Company News

Giant Eagle Shuttering Good Cents

Ending latest foray into discount grocery; also closing one Giant Eagle Express location

O'HARA, Pa. --Giant Eagle Inc. is abandoning its foray into the discount grocery business, reported TribLive. It is closing its eight Good Cents Grocery + More stores at the end of March.

Giant Eagle Good Cents Enpress GetGo (CSP Daily News / Convenience Stores / Gas Stations)

"After careful consideration and much deliberation, the decision has been made to discontinue operations of all eight Good Cents Grocery + More stores throughout western Pennsylvania and northeast Ohio. All eight of the company’s locations will cease operations by the close of business on Thursday, March 26," the company said in a statement provided to CSP Daily News.

"While our Good Cents locations initially gained popularity, numerous business and economic factors have made it difficult to continue to successfully deliver the shopping experience customers have come to expect from Good Cents," said Giant Eagle spokesperson Dan Donovan.

Giant Eagle entered the discount grocery business in 2012 with its Good Cents brand. Beside its traditional Giant Eagle chain, the company also operates the upscale Market District concept, smaller Giant Eagle Express stores that focus on ready-to-eat foods and GetGo convenience stores.

The discount grocery space is very competitive, said the TribLive report, with four chains establishing or expanding a presence in Western Pennsylvania since 2012, including Aldi, Bottom Dollar, Save-A-Lot and Good Cents.

Giant Eagle's decision followed the closing of the Bottom Dollar Food stores at the end of 2014, according to the newspaper. Delhaize Group of Brussels, Belgium, said in November that it would close its 66 stores, including about 20 in the Pittsburgh area, and sell the assets to Aldi.

The closure of Good Cents will solidify Aldi as the dominant player in western Pennsylvania in the segment, the report said, leaving Save-A-Lot as Aldi's main competitor in the region.

"It's hard for anyone to compete with Aldi's size and scale," Burt P. Flickinger III, managing director of Strategic Resource Group, told the paper. "Often when Aldi comes into a market they'll start price wars. So everyone makes very little money or loses money for a lengthy period of time."

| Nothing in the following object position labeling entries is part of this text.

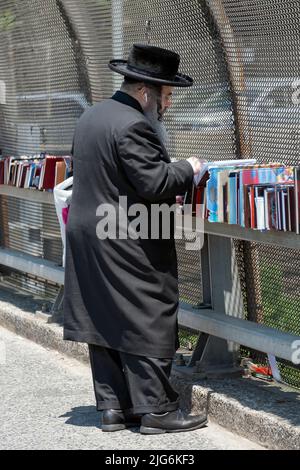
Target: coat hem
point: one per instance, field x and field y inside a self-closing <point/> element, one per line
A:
<point x="97" y="340"/>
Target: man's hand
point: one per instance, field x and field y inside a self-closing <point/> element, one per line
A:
<point x="197" y="164"/>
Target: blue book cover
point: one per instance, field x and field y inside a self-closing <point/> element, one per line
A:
<point x="212" y="192"/>
<point x="232" y="219"/>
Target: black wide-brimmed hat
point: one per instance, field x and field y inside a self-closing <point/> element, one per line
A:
<point x="152" y="64"/>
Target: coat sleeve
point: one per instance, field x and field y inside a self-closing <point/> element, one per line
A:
<point x="140" y="154"/>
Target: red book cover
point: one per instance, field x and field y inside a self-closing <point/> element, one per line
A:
<point x="49" y="174"/>
<point x="252" y="207"/>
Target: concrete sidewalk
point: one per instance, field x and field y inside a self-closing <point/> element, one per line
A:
<point x="47" y="402"/>
<point x="265" y="413"/>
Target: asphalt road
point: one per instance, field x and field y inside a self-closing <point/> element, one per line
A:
<point x="47" y="402"/>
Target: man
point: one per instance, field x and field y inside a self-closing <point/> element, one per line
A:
<point x="121" y="292"/>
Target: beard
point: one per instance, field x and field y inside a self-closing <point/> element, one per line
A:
<point x="159" y="127"/>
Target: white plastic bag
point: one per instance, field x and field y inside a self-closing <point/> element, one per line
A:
<point x="62" y="198"/>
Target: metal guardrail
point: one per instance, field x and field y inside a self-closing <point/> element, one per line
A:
<point x="214" y="322"/>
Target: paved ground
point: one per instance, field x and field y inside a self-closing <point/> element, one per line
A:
<point x="47" y="403"/>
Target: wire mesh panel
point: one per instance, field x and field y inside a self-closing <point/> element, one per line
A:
<point x="244" y="58"/>
<point x="261" y="41"/>
<point x="41" y="96"/>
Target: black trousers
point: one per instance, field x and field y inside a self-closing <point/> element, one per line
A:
<point x="125" y="381"/>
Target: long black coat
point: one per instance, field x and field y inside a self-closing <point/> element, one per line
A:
<point x="121" y="293"/>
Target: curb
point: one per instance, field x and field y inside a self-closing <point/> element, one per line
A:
<point x="266" y="414"/>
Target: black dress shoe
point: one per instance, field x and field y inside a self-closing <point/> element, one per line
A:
<point x="116" y="420"/>
<point x="173" y="421"/>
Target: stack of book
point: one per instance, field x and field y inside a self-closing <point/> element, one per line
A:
<point x="41" y="172"/>
<point x="261" y="197"/>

Discount grocers also face competitive pressure from dollar stores, which increasingly are selling food, and traditional big-box stores, such as Wal-Mart, which use their size to keep prices low.

Save-A-Lot, the national discount chain of Eden Prairie, Minn.-based food supplier Supervalu Inc., has 10 stores in western Pennsylvania. Aldi, a German-owned company, that has its U.S. base in Batavia, Ill., operates more than 1,300 stores in 32 states.

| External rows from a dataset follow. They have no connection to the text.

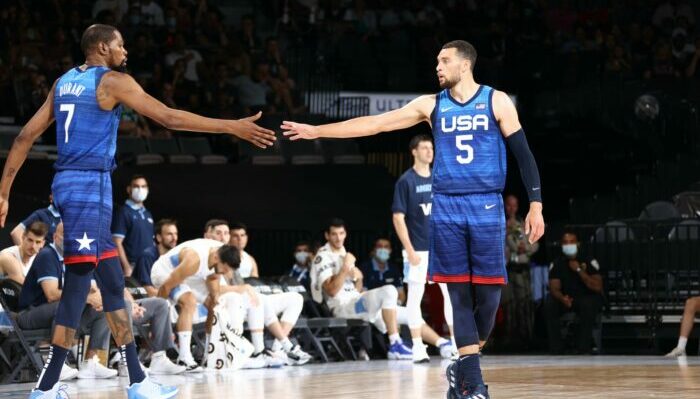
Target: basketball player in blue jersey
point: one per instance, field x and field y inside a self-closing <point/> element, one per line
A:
<point x="85" y="103"/>
<point x="471" y="124"/>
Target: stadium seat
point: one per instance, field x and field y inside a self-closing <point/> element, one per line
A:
<point x="169" y="148"/>
<point x="659" y="211"/>
<point x="686" y="230"/>
<point x="199" y="147"/>
<point x="21" y="347"/>
<point x="343" y="152"/>
<point x="614" y="231"/>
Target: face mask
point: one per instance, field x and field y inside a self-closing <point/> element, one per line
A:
<point x="139" y="194"/>
<point x="59" y="248"/>
<point x="301" y="257"/>
<point x="569" y="249"/>
<point x="383" y="254"/>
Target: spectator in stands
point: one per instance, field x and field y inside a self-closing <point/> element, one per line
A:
<point x="302" y="263"/>
<point x="517" y="295"/>
<point x="378" y="270"/>
<point x="166" y="239"/>
<point x="20" y="257"/>
<point x="253" y="91"/>
<point x="132" y="226"/>
<point x="39" y="299"/>
<point x="336" y="281"/>
<point x="191" y="57"/>
<point x="49" y="216"/>
<point x="575" y="285"/>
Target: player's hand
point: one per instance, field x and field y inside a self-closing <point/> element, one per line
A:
<point x="297" y="131"/>
<point x="413" y="258"/>
<point x="567" y="301"/>
<point x="534" y="222"/>
<point x="247" y="130"/>
<point x="4" y="206"/>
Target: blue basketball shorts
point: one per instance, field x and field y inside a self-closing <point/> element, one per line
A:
<point x="84" y="199"/>
<point x="467" y="239"/>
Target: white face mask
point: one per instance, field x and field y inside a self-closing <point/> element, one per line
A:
<point x="139" y="194"/>
<point x="569" y="250"/>
<point x="301" y="257"/>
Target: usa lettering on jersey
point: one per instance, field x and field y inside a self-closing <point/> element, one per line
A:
<point x="463" y="123"/>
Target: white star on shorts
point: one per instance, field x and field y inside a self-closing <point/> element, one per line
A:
<point x="84" y="242"/>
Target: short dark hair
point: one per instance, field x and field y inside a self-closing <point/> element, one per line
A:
<point x="417" y="139"/>
<point x="162" y="223"/>
<point x="230" y="255"/>
<point x="96" y="34"/>
<point x="335" y="222"/>
<point x="464" y="49"/>
<point x="211" y="223"/>
<point x="238" y="226"/>
<point x="302" y="243"/>
<point x="38" y="228"/>
<point x="136" y="177"/>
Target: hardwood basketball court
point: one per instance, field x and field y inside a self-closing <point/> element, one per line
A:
<point x="508" y="377"/>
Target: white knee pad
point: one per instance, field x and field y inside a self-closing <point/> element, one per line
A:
<point x="413" y="302"/>
<point x="389" y="297"/>
<point x="447" y="304"/>
<point x="294" y="303"/>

Aldi has said it is in "an accelerated strategic growth plan" because of rising demand, expecting to bring its total store count to nearly 2,000.

Flickinger said Giant Eagle has much better expansion opportunities for its Giant Eagle and GetGo brands, particularly in Ohio. "Giant Eagle's capital will get a far superior return on the Giant Eagle food, drug and fuel store model than they will with the lower-margin Good Cents store," he said.

Meanwhile, Giant Eagle also announced that it will close the Giant Eagle Express convenience-store grocery and gas station in Indiana, Pa., at the end of March, one of only two locations. The other is in Pittsburgh.

In a statement obtained by CSP Daily News, the company said that the adjacent GetGo gas stations and small convenience stores will remain open, providing 12 fuel pumps for redemption of fuelperks! rewards.

O'Hara-based Giant Eagle, with annual revenues of $9.9 billion, has a total of 420 retail locations in various formats. It has nearly 200 GetGo convenience stores and gas stations in Maryland, Ohio, Pennsylvania and West Virginia. In December 2013, Giant Eagle launched the Market District Express concept, designed to be a hybrid of the flagship Market District grocery format it launched in 2006 and the Giant Eagle Express format it launched in 2007. It is a channel-blurring grocery/convenience store/restaurant/pharmacy hybrid.